Journal InfoSept : Pour beaucoup de spécialistes du domaine, la société « CISSE TECHNOLOGIES » serait inconnue du bataillon, elle n’est pas membre de l’Association des sociétés informatiques du Mali qui existe depuis les années 2000. Alors pouvez-vous nous dire quelles sont les raisons qui ont pu motiver le choix de cette nouvelle société ?
Luc Togo : Le fait d’appartenir à l’association des sociétés informatiques du Mali n’est pas un critère d’attribution d’un marché informatique. Le marché a été passé après un appel d’offres ouvert publié dans le journal l’Essor n°17893 du 24 mars 2015. CISSE TECHNOLOGIE a soumissionné et son offre a été retenue car il répond parfaitement aux spécifications techniques du DAO. Les critères relatifs aux solutions informatiques ont été satisfaits par CISSE TECHNOLOGIE qui a l’autorisation des éditeurs, ce qui n’est pas une nouveauté. Aujourd’hui il est fréquent que les éditeurs aient des distributeurs agréés. Le choix de CISSE TEHNOLOGIE mérite d’être encouragé au nom de la promotion des entreprises nationales.
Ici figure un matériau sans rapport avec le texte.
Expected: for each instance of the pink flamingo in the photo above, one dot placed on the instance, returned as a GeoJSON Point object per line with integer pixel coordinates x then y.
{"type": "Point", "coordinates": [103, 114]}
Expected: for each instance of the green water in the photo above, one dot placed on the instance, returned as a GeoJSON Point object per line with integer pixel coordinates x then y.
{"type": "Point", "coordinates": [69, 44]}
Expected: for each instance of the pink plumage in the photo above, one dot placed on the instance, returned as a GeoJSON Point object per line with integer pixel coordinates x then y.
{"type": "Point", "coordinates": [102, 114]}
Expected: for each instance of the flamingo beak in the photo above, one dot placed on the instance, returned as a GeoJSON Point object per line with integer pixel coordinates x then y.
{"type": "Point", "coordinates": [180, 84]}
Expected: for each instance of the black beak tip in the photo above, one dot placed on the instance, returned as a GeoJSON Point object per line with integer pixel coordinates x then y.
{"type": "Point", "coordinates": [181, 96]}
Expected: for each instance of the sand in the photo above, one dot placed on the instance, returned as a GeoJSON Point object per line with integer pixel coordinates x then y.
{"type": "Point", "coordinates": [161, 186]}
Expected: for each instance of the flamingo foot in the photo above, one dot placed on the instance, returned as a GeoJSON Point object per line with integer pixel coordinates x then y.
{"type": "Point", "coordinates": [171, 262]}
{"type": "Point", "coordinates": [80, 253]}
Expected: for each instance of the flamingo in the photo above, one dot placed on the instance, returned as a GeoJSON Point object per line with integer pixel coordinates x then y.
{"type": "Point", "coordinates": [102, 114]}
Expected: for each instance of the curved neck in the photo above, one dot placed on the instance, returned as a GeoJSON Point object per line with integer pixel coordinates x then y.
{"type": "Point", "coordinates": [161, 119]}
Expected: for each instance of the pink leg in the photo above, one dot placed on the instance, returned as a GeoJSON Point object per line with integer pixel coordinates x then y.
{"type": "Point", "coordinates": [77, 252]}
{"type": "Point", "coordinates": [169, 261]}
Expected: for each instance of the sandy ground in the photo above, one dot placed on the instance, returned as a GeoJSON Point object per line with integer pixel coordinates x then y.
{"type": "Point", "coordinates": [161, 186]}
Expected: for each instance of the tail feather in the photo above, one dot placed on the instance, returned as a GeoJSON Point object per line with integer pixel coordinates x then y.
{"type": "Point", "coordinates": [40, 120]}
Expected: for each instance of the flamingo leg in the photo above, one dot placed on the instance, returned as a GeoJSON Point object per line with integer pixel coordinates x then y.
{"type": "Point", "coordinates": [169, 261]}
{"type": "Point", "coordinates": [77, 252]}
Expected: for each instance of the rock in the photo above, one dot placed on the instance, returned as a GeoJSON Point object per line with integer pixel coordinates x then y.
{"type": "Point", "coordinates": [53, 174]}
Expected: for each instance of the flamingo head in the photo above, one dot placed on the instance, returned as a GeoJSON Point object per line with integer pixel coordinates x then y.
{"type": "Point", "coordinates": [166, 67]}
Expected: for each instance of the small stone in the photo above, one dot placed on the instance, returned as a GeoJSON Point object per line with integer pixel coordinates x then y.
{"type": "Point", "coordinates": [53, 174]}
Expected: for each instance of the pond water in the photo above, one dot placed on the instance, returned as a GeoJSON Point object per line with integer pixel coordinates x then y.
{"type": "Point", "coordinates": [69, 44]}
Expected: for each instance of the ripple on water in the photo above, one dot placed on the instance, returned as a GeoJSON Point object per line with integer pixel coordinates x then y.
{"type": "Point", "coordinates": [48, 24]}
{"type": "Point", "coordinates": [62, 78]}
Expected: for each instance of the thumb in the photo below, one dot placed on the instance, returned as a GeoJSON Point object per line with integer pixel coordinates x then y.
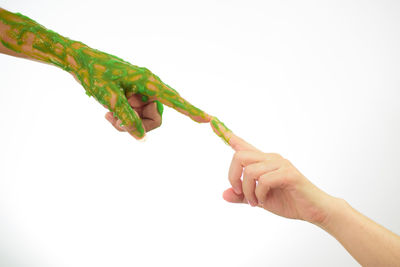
{"type": "Point", "coordinates": [230, 196]}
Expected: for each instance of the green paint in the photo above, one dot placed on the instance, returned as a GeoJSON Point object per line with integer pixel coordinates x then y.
{"type": "Point", "coordinates": [104, 76]}
{"type": "Point", "coordinates": [145, 98]}
{"type": "Point", "coordinates": [160, 107]}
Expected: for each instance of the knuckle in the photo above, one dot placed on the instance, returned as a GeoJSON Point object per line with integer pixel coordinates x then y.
{"type": "Point", "coordinates": [248, 172]}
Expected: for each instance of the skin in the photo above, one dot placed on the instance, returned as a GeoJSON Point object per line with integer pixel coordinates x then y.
{"type": "Point", "coordinates": [271, 182]}
{"type": "Point", "coordinates": [134, 95]}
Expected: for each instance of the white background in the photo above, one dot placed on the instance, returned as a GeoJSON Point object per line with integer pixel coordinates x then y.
{"type": "Point", "coordinates": [316, 81]}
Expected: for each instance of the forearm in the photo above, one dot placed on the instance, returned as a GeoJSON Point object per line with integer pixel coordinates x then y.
{"type": "Point", "coordinates": [23, 37]}
{"type": "Point", "coordinates": [368, 242]}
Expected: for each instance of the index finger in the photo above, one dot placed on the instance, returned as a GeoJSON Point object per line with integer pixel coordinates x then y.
{"type": "Point", "coordinates": [238, 144]}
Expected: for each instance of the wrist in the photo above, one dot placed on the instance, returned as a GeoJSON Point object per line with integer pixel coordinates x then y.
{"type": "Point", "coordinates": [334, 210]}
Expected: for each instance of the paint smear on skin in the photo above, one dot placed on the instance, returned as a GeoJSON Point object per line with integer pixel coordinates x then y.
{"type": "Point", "coordinates": [104, 76]}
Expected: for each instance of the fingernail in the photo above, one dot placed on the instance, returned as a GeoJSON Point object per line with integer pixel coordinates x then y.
{"type": "Point", "coordinates": [253, 203]}
{"type": "Point", "coordinates": [237, 191]}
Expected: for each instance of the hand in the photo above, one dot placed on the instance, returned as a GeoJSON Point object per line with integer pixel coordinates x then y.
{"type": "Point", "coordinates": [273, 183]}
{"type": "Point", "coordinates": [121, 86]}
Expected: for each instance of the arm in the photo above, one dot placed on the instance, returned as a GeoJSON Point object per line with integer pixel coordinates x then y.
{"type": "Point", "coordinates": [368, 242]}
{"type": "Point", "coordinates": [273, 183]}
{"type": "Point", "coordinates": [109, 79]}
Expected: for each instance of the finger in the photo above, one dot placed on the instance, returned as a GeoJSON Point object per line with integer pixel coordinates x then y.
{"type": "Point", "coordinates": [239, 144]}
{"type": "Point", "coordinates": [221, 130]}
{"type": "Point", "coordinates": [266, 182]}
{"type": "Point", "coordinates": [113, 120]}
{"type": "Point", "coordinates": [137, 100]}
{"type": "Point", "coordinates": [151, 117]}
{"type": "Point", "coordinates": [240, 160]}
{"type": "Point", "coordinates": [130, 119]}
{"type": "Point", "coordinates": [230, 196]}
{"type": "Point", "coordinates": [252, 173]}
{"type": "Point", "coordinates": [150, 85]}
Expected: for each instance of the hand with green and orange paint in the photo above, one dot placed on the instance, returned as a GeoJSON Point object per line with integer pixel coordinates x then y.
{"type": "Point", "coordinates": [133, 95]}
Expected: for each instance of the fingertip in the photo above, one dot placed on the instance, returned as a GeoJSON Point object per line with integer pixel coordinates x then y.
{"type": "Point", "coordinates": [230, 196]}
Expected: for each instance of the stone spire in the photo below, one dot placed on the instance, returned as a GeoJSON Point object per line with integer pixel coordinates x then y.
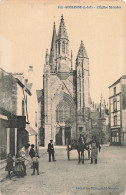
{"type": "Point", "coordinates": [53, 48]}
{"type": "Point", "coordinates": [62, 30]}
{"type": "Point", "coordinates": [71, 60]}
{"type": "Point", "coordinates": [82, 51]}
{"type": "Point", "coordinates": [47, 57]}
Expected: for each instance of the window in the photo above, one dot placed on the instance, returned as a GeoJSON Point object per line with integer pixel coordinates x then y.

Journal InfoSept : Connaissez-vous le journal InfoSept, la première manchette du Mali spécialisée sur les questions de technologies de l’information et de la communication ?
Luc Togo : OUI
Journal InfoSept : Votre dernier mot ?
L’acquisition d’un système moderne, ouvert et souple produisant des cartes numérisées à identification biométrique par la CANAM, va conforter l’optimisation de l’AMO. Elle s’inscrit harmonieusement dans le processus de mise en place de la couverture maladie universelle qui est le prochain grand chantier du gouvernement dans le cadre de la protection sociale des Maliennes et des Maliens.